Householder-Diagonalized Linear Attention (HDLA): Utilizing Rank-Enhanced Decay Mechanism for Efficient Sequence Modeling¶
Conference: ICLR 2026
OpenReview: https://openreview.net/forum?id=HVFjzaQeig
Code: https://github.com/Zhangjiefu777/HDLA-Impl
Area: LLM Efficiency
Keywords: Linear Attention, Decay Matrix, Householder Transform, Chunk-wise Parallelism, Sequence Modeling
TL;DR¶
HDLA utilizes generalized Householder matrices to achieve congruence diagonalization of the decay matrix in linear attention, extending the structure from the prevalent "diagonal + rank-1" to a more expressive "diagonal + rank-2" form. Combined with a chunk-wise parallel algorithm supporting arbitrary ranks, HDLA outperforms existing linear attention baselines across language modeling perplexity, MQAR/RULER retrieval, and MAD synthetic tasks with lower computational overhead.
Background & Motivation¶
Background: Linear attention reduces the \(O(n^2)\) complexity of Softmax attention to \(O(n)\) by compressing the infinite KV sequence into a fixed-size hidden state \(S_t \in \mathbb{R}^{d_k \times d_v}\). Its core recurrence is \(S_t = P_t S_{t-1} + k_t v_t^\top\), where the decay matrix \(P_t\) determines the relative weighting between historical information \(S_{t-1}\) and new information \(k_t v_t^\top\). Recent performance improvements in linear attention have largely stemmed from increasingly complex designs of \(P_t\): from no decay (original version) \(\rightarrow\) constant decay (RetNet) \(\rightarrow\) input-dependent diagonal decay (GLA, Mamba, HGRN2) \(\rightarrow\) input-dependent non-diagonal decay (DeltaNet, Gated DeltaNet, RWKV-7).

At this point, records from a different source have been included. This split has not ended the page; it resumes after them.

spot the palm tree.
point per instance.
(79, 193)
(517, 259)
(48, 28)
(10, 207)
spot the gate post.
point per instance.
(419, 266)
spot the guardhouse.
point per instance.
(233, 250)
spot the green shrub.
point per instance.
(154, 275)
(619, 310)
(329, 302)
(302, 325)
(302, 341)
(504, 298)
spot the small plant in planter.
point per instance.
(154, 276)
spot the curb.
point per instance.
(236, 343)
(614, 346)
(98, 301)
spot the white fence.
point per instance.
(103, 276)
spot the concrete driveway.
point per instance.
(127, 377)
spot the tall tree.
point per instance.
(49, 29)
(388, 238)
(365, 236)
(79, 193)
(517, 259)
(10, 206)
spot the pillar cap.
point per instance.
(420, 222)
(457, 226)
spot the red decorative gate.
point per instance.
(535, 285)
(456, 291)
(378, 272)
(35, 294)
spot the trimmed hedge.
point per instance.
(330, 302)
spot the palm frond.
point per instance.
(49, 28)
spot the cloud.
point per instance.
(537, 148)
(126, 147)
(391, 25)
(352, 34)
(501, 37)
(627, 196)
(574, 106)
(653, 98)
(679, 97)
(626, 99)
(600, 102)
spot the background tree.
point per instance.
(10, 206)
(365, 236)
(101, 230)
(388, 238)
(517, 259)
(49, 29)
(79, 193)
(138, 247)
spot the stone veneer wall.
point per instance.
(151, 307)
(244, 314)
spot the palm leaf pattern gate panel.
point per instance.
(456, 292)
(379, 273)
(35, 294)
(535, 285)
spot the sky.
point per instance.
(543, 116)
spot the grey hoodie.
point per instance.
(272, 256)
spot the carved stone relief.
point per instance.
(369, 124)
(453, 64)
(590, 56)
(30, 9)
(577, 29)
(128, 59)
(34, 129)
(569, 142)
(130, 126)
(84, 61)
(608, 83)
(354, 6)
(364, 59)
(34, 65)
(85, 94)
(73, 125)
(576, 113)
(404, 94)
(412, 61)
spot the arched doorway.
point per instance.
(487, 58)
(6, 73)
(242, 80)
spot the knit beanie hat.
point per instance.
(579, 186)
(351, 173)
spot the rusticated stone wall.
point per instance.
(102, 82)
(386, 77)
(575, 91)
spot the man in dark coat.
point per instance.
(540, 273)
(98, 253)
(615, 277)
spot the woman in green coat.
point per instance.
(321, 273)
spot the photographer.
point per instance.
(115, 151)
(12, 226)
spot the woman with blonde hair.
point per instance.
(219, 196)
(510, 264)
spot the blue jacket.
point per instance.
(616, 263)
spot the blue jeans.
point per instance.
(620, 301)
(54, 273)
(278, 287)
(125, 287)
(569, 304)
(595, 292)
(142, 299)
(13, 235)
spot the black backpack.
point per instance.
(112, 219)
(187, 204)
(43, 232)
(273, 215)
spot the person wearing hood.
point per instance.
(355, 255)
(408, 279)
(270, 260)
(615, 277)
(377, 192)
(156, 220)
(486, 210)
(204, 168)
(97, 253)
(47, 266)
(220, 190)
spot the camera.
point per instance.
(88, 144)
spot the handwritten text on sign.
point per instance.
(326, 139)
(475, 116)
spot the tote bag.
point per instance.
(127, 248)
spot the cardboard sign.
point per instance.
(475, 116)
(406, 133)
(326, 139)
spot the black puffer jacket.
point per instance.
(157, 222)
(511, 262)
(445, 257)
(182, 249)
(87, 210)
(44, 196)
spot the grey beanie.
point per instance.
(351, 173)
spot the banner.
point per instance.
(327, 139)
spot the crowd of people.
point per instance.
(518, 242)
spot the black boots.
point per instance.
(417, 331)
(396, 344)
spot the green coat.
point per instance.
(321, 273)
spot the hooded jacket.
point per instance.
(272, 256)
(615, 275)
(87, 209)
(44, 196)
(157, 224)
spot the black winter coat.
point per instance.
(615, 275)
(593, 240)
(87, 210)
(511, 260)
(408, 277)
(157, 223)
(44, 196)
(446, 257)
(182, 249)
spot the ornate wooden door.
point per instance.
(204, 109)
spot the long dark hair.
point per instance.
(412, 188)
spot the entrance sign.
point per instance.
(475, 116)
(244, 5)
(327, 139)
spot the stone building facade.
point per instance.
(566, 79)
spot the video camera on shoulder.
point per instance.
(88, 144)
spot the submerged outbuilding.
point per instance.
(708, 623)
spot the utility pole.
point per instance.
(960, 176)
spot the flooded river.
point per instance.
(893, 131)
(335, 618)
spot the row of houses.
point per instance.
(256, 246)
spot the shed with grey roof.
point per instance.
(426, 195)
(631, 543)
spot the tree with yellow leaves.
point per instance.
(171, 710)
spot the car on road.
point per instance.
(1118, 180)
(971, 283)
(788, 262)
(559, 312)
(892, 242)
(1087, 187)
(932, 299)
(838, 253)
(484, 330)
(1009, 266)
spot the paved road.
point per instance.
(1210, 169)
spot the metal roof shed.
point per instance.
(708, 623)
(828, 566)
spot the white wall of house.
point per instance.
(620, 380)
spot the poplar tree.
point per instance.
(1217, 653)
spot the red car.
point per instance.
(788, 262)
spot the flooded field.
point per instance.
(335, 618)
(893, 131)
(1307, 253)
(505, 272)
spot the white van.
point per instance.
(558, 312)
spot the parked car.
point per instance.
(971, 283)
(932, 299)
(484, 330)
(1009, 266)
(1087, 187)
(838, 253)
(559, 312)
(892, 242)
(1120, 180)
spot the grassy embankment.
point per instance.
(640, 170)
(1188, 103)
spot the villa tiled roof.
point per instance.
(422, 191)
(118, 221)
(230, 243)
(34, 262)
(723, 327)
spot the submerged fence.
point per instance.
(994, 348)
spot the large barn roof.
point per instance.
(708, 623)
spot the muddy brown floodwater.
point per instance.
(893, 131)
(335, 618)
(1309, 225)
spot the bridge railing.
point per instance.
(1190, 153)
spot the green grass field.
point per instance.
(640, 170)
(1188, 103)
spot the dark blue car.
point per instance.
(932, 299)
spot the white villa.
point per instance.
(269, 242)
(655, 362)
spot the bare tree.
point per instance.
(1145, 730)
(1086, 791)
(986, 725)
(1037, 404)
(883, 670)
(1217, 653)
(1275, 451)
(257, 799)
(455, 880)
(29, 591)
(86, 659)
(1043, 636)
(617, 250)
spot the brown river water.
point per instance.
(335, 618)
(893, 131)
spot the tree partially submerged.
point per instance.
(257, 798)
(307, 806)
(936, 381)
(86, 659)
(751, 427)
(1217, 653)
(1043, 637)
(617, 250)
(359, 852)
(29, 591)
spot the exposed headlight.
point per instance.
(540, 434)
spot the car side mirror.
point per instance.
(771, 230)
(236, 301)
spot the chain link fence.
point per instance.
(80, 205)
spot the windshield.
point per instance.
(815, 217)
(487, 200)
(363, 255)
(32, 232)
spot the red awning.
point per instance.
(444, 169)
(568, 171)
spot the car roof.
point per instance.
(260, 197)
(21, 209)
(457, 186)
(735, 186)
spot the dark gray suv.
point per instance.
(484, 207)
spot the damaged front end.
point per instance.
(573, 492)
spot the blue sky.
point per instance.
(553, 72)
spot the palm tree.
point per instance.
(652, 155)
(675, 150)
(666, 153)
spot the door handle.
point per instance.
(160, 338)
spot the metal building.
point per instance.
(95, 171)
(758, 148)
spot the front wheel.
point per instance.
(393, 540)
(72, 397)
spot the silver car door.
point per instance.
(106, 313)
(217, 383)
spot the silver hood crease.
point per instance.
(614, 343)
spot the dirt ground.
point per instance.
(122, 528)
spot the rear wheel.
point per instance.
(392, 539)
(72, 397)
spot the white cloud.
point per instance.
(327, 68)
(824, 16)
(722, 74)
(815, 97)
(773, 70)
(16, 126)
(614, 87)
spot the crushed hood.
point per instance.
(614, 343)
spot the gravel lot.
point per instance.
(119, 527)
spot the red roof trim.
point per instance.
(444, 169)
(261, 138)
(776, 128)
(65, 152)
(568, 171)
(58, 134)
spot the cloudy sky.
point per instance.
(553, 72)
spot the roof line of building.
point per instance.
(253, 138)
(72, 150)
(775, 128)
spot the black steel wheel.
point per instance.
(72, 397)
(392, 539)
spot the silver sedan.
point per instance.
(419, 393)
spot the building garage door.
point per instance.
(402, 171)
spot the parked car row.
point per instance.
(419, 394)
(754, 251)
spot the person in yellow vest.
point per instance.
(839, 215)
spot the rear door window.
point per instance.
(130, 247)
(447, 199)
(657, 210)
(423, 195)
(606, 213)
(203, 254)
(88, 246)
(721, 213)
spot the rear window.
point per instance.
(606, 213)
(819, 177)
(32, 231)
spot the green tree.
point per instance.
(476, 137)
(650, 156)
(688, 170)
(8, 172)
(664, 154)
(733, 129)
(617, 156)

Limitations of Prior Work: While current state-of-the-art methods (DeltaNet, Gated DeltaNet, TTT-Linear, RWKV-7) introduce non-diagonal structures, the structural complexity of \(P_t\) remains bottlenecked at the "Diagonal-Plus-Rank-1" level. Diagonal decay is limited to "partial forgetting" and lacks inter-row interactions, making negative erasure impossible. Although rank-1 non-diagonal corrections allow for erasure, their expressivity is limited. Gated DeltaProduct attempts to stack "diagonal + rank-\(n_h\)" higher-rank decays through \(n_h\) iterations, but the resulting fused decay matrix lacks strong structural properties, doubling computational costs while providing marginal performance gains.
Key Challenge: Stronger hidden state management requires more complex, higher-rank decay matrices; however, arbitrary high-rank matrices escalate parameter counts, VRAM usage, and computational costs. The fundamental problem is how to construct a more expressive and well-structured decay matrix without sacrificing efficiency.
Goal: Break the "diagonal + rank-1" ceiling by extending the decay matrix to a broader, more structured, and expressive class while satisfying constraints on parameters, memory, and computation.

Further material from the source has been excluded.